[HN Gopher] Less is more: Recursive reasoning with tiny networks
___________________________________________________________________
Less is more: Recursive reasoning with tiny networks
Paper: https://arxiv.org/abs/2510.04871, Code:
https://github.com/SamsungSAILMontreal/TinyRecursiveModels
Author : guybedo
Score : 135 points
Date : 2025-10-07 17:42 UTC (5 hours ago)
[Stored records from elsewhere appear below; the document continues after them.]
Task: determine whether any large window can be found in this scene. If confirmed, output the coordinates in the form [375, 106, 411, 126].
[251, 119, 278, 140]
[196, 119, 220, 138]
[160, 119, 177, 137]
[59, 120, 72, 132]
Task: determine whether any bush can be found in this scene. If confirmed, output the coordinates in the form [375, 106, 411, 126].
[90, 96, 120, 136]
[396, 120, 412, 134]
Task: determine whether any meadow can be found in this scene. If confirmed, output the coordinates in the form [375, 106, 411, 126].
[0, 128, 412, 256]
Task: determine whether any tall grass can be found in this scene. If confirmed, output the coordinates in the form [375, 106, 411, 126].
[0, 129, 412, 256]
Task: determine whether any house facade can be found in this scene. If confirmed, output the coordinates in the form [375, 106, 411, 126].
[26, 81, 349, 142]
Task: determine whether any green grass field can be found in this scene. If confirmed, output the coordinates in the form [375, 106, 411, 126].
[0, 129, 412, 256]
(HTM) web link (alexiajm.github.io)
(TXT) w3m dump (alexiajm.github.io)
| guybedo wrote:
| Abstract:
|
| Hierarchical Reasoning Model (HRM) is a novel approach using two
| small neural networks recursing at different frequencies.
|
| This biologically inspired method beats Large Language models
| (LLMs) on hard puzzle tasks such as Sudoku, Maze, and ARC-AGI
| while trained with small models (27M parameters) on small data
| (around 1000 examples). HRM holds great promise for solving hard
| problems with small networks, but it is not yet well understood
| and may be suboptimal.
|
| We propose Tiny Recursive Model (TRM), a much simpler recursive
| reasoning approach that achieves significantly higher
| generalization than HRM, while using a single tiny network with
| only 2 layers.
|
| With only 7M parameters, TRM obtains 45% test-accuracy on ARC-
| AGI-1 and 8% on ARC-AGI-2, higher than most LLMs (e.g., Deepseek
| R1, o3-mini, Gemini 2.5 Pro) with less than 0.01% of the
| parameters.
| SeanAnderson wrote:
| "With only 7M parameters, TRM obtains 45% test-accuracy on ARC-
| AGI-1 and 8% on ARC-AGI-2, higher than most LLMs (e.g.,
| Deepseek R1, o3-mini, Gemini 2.5 Pro) with less than 0.01% of
| the parameters."
|
| Well, that's pretty compelling when taken in isolation. I
| wonder what the catch is?
| esafak wrote:
| It won't be any good at factual questions, for a start; it
| will be reliant on an external memory. Everything would have
| to be reasoned from first principles, without knowledge.
|
| My gut feeling is that this will limits its capability,
| because creativity and intelligence involve connecting
| disparate things, and to do that you need to know them first.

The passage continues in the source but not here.